Turning back from enlightenment (not)
There’s an idea you’ll hear expressed by some Mahayana lineages that what differentiates a bodhisattva from an arhat is that a bodhisattva turns away from enlightenment in order to remain in samsara and help every living being to reach freedom. That is, they delay their enlightenment in order to help others to reach enlightenment.
There are a lot of problems with this, so I didn’t have any trouble believing my Lama when he taught me that this understanding was wrong, but there’s also something about this not being true that brings up resistance. If I leave samsara in order to reach enlightenment, haven’t I abandoned the beings in samsara?
This stems from a misunderstanding of what samsara is: the idea that samsara is a place, a physical location, a state vector, whatever.
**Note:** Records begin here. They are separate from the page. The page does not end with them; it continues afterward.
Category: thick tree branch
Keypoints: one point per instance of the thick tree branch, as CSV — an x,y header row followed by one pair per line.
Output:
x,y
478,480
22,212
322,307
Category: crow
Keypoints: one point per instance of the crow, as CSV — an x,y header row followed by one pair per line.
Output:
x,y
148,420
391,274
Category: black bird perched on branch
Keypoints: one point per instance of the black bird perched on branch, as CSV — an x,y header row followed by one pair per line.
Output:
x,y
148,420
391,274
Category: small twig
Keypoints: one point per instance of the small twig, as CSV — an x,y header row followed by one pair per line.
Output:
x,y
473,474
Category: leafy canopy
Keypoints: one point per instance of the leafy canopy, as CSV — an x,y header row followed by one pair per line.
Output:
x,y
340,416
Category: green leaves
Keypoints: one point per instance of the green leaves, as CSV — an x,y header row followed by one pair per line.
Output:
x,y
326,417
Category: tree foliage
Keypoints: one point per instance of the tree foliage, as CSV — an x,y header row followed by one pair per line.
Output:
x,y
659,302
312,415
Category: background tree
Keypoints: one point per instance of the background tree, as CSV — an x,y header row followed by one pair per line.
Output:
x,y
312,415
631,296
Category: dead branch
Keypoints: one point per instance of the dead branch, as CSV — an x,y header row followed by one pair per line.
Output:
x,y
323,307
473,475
Thing too of this notion that “everything is perfect in this moment just as it is.” If that’s so, why do I hear about pogroms? Why are masked thugs kidnapping U.S. citizens on the streets? Why does the brutal war in Yemen persist? What about what’s going on in Gaza?
These are actually two sides of the same coin.
Samsara is the state of suffering. It has nothing to do with the arrangement of physical things in which one finds oneself. It has to do with one’s relationship to these things. If “everything is perfect in this moment just as it is,” that’s essentially an enlightened state, free from samsara.
If I have to not be present in this physical arrangement of things in order to reach that state, I am not truly out of samsara—I’ve simply found a place where samsara isn’t bothering me so much. Maybe my body doesn’t seem like an impermanent thing at the moment. Maybe I don’t see people suffering around me. And so I feel free of suffering. But this is a deva realm, not freedom, as long as I haven’t actually reached enlightenment.
So the other side of that is that it’s simply not necessary to change the arrangement of physical things in the world in order to reach enlightenment. My vulnerable body can remain a basis for destruction, as they put it in Tibetan (jik ten). There can be people suffering around me. This has to be possible, or I can never actually help anyone, because I can’t be there for them.
At the same time, of course, everything is totally pure, so it can be that in this place of the illusion of physical suffering, there is nobody present who is actually suffering, because we’ve all escaped from suffering.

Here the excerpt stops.